On 10 February 2016, Global announced it has been awarded a five-year contract worth more than £9 million, to deliver computer and data center services to Bromley London Borough Council. The contract was won by BT as part of a pan-London framework agreement for information and communications technology (ICT) services set up by Westminster City Council, the Royal Borough of Kensington and Chelsea and Hammersmith and Fulham councils.

Global also manages the global networked IT estates for Komatsu and Randstad NV.

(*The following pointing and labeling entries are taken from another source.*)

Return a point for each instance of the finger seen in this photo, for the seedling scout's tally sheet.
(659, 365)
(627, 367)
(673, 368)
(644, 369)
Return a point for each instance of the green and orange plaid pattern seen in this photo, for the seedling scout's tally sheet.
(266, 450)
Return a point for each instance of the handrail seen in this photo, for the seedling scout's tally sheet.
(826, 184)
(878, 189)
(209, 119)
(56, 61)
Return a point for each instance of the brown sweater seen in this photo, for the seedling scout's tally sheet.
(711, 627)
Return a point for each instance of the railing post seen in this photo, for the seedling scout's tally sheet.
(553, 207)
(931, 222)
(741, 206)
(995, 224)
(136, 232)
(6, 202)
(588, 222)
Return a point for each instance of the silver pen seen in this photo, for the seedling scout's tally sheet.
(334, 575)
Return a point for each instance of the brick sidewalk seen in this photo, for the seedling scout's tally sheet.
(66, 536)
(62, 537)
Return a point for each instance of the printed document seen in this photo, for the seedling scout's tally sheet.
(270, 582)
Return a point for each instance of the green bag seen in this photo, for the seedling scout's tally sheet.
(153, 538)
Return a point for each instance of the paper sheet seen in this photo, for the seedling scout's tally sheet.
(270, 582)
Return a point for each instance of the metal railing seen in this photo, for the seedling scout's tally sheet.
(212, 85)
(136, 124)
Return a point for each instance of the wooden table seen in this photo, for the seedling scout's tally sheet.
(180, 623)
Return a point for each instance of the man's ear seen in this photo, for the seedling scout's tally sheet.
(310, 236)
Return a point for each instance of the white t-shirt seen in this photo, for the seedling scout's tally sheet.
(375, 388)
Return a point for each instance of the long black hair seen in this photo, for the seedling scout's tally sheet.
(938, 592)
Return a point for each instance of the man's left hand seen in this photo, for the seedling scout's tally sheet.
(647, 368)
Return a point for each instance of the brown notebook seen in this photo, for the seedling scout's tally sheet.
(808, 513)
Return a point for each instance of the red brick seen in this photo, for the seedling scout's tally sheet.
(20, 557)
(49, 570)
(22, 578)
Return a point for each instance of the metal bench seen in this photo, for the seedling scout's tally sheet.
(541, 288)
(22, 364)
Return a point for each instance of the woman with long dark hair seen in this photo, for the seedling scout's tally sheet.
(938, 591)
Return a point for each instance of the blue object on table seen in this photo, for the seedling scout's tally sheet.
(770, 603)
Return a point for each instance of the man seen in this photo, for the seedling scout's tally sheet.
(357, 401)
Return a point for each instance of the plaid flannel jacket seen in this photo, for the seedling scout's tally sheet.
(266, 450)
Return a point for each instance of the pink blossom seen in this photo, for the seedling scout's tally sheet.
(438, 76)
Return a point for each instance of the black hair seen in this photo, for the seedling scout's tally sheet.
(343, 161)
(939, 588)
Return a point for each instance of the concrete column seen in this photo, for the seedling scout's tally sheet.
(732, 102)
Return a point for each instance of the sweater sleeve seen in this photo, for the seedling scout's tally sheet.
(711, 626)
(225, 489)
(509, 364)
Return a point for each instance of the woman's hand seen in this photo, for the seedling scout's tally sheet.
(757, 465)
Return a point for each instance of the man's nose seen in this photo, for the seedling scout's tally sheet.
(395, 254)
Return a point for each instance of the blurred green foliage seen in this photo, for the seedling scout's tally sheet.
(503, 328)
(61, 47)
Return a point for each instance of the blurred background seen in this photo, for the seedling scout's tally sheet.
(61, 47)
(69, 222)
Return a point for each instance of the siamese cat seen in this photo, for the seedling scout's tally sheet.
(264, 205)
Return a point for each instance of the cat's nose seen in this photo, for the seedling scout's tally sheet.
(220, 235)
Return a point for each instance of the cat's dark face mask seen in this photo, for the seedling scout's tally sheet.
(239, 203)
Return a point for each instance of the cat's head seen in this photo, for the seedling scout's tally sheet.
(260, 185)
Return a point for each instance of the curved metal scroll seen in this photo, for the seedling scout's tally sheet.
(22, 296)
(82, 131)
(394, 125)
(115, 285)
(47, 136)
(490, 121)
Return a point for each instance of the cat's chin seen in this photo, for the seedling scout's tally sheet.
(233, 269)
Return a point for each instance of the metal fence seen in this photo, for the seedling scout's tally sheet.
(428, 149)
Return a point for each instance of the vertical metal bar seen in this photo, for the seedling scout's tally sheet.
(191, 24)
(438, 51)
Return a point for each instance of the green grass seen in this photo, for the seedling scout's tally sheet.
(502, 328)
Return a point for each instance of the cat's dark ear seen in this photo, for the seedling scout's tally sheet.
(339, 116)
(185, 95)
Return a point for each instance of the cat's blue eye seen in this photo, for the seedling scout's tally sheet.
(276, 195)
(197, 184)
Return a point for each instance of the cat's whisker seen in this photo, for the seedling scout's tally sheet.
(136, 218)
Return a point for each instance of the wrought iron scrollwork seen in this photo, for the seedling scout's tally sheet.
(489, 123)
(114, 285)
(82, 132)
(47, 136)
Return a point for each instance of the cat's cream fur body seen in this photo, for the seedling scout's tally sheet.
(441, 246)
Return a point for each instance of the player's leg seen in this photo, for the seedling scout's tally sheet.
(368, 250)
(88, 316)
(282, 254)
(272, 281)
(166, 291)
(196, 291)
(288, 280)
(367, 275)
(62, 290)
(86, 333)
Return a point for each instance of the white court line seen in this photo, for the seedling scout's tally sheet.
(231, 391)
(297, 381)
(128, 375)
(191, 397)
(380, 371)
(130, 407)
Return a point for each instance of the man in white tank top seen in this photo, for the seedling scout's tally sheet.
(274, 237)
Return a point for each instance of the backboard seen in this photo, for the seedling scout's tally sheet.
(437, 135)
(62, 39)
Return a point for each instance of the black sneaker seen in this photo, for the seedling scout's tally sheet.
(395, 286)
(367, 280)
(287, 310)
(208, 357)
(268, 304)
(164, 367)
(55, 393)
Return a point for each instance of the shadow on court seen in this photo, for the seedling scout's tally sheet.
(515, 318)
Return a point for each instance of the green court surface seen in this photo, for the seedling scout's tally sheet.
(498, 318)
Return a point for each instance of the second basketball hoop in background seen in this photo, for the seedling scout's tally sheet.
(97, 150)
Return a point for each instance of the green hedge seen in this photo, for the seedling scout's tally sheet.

In January 2019, BT became the first international group to receive two national telecoms licences from China's Ministry of Industry and Information Technology which will enable it to sell services direct to Chinese customers.

== Finances ==
At the start of 2009, Global took a £340m writedown due to poor "cost controls" shortly after the resignation of its CEO François Barrault. Later in the year the company reported losses of £2.1bn, despite sales of £8.8 billion. Global then underwent a transformation programme, including cost saving initiatives, leading to substantial increases of EBITDA, operating profits and operating cash flow during its 2009–2010 financial year. In May 2010, BT announced an investment plan to increase its capabilities in the Asia-Pacific region. By the end of its 2010–2011 financial year, Global had increased orders with customers by 10% year on year, improved profitability, and became operating cash flow positive a year ahead of schedule.

Total income for Global in 2016-7 was more than £5bn.

In 2017-2018 financial year, Global reported a £5bn revenue, £434m EBITDA and £10m operating profit.

== Management ==
François Barrault served as the CEO of BT Global from 2004 to 2008 before leaving the company due to its poor financial performance. He was replaced by Hanif Lalani, who was BT's CFO at the time. Jeff Kelly from Electronic Data Systems was appointed CEO in early 2010. Luis Alvarez took over from him in October 2012. Prior to this, he had been president of BT's European, Middle Eastern, African and Latin American operations. Bas Burger succeeded him as CEO on 1 June 2017. Martin Smith is Chief Finance Officer, Kevin Taylor is president of BT in Asia, Middle East and Africa, Chet Patel is Chief Transformation Officer and president of BT in Continental Europe, Ashish Gupta is president of BT in the UK and Global Banking and Financial Services, and Jennifer Artley is president of BT in the Americas. BT Global has a business management system run on a Qualsys quality management system.

== Future ==
On 29 June 2026, BT Group and Verizon agreed to combine their international operations in a 50:50 joint venture, creating a new company focused on serving multinational customers.